WGnext uses traffic-based health monitoring to detect when a tunnel connection has failed. This approach is more reliable than handshake-based monitoring and works regardless of persistent_keepalive settings.

The ConnectionHealthMonitor polls the WireGuard backend every healthCheckInterval seconds (default: 10s), reading tx_bytes and rx_bytes from the UAPI interface.

Each health check evaluates the traffic deltas since the last check:

tx_bytes deltarx_bytes deltaVerdictMeaning
00IdleNo traffic at all — tunnel is quiet, not broken
0> 0HealthyReceiving data (rare without sending, but healthy)
> 0> 0HealthyTraffic flowing in both directions
> 00SuspectSending data but receiving nothing — start timer

When the “suspect” state (transmitting but not receiving) persists for trafficTimeout seconds (default: 30s), the connection is declared unhealthy and failover triggers.

WGnext originally used handshake-based detection, monitoring last_handshake_time from the WireGuard UAPI. This was replaced because:

  • It required persistent_keepalive to be enabled on all tunnels
  • Users had to carefully coordinate handshakeTimeout > 2 * persistentKeepAlive
  • Idle tunnels without keepalive showed stale handshakes even when the connection was fine
  • The timeout was confusingly coupled to the keepalive interval

Traffic-based detection doesn’t care about keepalive settings and only triggers when there’s actual evidence of a broken connection.

To prevent rapid cycling between tunnels (which can happen when all tunnels are experiencing intermittent issues), WGnext includes several safety mechanisms:

ProtectionDefaultPurpose
Minimum hold time60 secondsWon’t switch configs more frequently than once per minute
Max cycles before cooldown3After cycling through all configs 3 times…
Cooldown duration5 minutes…enter a 5-minute cooldown before trying again

When running on a fallback tunnel with autoFailback enabled, the monitor periodically probes the primary:

  1. Switch to primary config via adapter.update()
  2. Wait up to 15 seconds for a WireGuard handshake
  3. Check last_handshake_time — if recent, stay on primary
  4. Otherwise, revert to the fallback config

The probe interval is configurable via failbackProbeInterval (default: 300 seconds).

Network path changes (detected via NWPathMonitor) trigger an immediate failback probe when on a fallback tunnel.
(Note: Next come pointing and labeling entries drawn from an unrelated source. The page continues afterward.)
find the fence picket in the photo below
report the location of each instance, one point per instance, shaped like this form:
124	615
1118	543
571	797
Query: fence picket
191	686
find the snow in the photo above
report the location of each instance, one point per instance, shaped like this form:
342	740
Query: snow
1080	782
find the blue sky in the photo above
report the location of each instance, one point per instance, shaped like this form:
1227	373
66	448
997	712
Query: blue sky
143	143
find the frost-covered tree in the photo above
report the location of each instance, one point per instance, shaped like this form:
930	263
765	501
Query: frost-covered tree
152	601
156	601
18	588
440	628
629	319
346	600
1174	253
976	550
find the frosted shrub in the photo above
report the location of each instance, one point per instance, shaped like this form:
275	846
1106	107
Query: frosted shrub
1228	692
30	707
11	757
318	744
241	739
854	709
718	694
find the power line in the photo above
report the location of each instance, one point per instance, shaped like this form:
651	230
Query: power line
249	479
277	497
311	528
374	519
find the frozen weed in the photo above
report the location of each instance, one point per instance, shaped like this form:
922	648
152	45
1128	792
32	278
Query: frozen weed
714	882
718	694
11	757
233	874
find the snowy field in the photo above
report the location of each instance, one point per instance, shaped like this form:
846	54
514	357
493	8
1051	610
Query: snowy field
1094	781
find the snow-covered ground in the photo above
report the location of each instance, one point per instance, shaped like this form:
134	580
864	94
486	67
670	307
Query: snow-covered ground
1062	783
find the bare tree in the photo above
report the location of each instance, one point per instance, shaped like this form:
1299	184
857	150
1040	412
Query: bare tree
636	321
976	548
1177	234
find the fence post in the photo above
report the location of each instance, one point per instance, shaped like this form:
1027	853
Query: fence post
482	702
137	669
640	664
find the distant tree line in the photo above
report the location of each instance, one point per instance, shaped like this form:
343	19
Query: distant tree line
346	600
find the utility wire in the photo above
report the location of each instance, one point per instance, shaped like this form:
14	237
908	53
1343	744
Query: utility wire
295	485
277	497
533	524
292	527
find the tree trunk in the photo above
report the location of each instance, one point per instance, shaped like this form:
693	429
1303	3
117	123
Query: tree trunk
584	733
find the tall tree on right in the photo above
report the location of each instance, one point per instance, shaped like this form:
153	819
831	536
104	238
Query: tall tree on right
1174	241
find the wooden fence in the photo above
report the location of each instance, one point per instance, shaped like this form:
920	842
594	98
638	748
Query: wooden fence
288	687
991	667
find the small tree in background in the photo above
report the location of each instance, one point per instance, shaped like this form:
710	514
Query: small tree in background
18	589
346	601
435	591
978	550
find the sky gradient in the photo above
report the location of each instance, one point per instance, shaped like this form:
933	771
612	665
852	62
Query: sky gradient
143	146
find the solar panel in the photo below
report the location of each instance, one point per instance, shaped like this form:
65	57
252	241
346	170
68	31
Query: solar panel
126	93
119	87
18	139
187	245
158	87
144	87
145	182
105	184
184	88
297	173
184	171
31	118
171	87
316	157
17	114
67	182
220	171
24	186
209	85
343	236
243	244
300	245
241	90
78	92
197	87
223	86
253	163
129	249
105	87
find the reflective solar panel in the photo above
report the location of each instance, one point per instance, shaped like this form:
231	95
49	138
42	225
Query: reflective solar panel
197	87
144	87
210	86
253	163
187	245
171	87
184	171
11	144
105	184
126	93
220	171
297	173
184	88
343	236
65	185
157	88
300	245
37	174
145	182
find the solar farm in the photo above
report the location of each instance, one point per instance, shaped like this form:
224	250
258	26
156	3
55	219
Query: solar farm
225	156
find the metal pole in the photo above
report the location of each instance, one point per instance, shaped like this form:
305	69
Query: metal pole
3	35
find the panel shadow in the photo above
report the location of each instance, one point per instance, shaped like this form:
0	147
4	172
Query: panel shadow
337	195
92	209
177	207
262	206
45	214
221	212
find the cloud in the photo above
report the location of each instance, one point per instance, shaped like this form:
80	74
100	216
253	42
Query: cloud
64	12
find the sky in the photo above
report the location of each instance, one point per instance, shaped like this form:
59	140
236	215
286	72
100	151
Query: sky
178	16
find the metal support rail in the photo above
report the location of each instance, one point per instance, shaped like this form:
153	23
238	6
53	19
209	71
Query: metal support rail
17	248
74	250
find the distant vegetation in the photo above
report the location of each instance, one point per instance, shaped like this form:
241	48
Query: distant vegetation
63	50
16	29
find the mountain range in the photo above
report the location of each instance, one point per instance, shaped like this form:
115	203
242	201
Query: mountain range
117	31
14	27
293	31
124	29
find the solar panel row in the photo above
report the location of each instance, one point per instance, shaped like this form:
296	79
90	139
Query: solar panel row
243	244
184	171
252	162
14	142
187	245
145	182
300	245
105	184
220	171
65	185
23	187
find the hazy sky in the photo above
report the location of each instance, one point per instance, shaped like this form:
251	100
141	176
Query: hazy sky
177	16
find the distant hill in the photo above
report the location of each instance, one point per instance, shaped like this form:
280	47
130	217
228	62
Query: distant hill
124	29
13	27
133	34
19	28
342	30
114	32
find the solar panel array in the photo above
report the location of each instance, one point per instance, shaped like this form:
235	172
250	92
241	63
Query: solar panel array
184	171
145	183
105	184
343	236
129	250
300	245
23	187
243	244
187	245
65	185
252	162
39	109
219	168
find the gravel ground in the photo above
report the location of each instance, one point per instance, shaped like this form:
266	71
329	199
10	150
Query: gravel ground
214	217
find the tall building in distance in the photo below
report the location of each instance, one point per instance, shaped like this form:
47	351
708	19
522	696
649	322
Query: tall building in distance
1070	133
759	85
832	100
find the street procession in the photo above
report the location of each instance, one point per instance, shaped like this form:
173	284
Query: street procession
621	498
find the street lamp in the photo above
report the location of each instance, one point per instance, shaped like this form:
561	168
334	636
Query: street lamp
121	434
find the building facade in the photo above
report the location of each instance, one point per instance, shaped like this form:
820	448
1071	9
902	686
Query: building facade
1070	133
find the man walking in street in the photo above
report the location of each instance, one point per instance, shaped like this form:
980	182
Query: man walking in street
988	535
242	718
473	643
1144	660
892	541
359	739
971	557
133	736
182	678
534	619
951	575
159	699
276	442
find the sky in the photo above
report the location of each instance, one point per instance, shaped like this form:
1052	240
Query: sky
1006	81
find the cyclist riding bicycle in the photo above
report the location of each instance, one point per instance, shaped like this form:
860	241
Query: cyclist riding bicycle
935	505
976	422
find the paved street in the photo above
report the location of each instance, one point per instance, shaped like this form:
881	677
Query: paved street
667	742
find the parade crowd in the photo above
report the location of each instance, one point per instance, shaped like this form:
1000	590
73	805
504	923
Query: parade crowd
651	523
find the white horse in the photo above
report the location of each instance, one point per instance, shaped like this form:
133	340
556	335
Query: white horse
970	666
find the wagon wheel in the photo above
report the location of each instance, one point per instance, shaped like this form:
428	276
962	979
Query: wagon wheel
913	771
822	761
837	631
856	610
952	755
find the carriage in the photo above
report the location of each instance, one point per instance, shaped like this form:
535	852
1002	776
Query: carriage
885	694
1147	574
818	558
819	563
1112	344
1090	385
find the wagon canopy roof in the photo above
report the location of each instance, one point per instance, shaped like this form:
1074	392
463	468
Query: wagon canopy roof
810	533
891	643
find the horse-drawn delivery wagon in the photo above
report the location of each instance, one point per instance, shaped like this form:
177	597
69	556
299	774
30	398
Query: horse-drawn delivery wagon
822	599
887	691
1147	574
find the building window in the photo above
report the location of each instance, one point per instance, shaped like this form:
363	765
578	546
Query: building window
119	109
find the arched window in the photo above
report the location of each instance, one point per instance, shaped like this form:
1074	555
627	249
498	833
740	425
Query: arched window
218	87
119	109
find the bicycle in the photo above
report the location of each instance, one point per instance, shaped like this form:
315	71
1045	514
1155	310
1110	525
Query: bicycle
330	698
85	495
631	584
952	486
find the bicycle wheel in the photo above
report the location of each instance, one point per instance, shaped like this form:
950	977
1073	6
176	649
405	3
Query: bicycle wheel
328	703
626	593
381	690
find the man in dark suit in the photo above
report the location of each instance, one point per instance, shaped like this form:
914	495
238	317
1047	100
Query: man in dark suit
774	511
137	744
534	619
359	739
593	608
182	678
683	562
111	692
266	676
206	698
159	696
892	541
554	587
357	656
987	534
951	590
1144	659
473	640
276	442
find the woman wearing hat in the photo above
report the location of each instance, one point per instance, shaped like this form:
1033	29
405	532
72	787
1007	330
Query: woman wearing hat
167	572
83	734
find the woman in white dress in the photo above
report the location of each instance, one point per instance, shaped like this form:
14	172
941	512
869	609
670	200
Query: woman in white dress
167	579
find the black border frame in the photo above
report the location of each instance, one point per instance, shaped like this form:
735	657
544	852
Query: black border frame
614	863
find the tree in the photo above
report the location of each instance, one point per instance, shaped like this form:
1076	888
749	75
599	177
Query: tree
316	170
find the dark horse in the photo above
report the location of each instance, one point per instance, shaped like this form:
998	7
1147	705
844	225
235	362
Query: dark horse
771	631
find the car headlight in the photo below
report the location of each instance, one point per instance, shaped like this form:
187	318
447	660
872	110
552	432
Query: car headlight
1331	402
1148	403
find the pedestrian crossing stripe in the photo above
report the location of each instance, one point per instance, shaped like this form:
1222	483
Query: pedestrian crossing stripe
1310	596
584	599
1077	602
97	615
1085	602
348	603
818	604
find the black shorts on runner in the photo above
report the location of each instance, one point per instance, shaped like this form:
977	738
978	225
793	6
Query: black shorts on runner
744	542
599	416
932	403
A network change (e.g., switching Wi-Fi networks) often means the primary may have recovered.

  • NWPathMonitor detects network offline → triggers temporary shutdown of the WireGuard backend
  • When the network recovers, the backend restarts and health monitoring resumes
  • wgDisableSomeRoamingForBrokenMobileSemantics is called for iOS-specific roaming behavior
  • Default MTU: 1280
  • Network changes trigger socket bumping (wgBumpSockets) instead of full backend restart
  • Default MTU calculation uses tunnelOverheadBytes = 80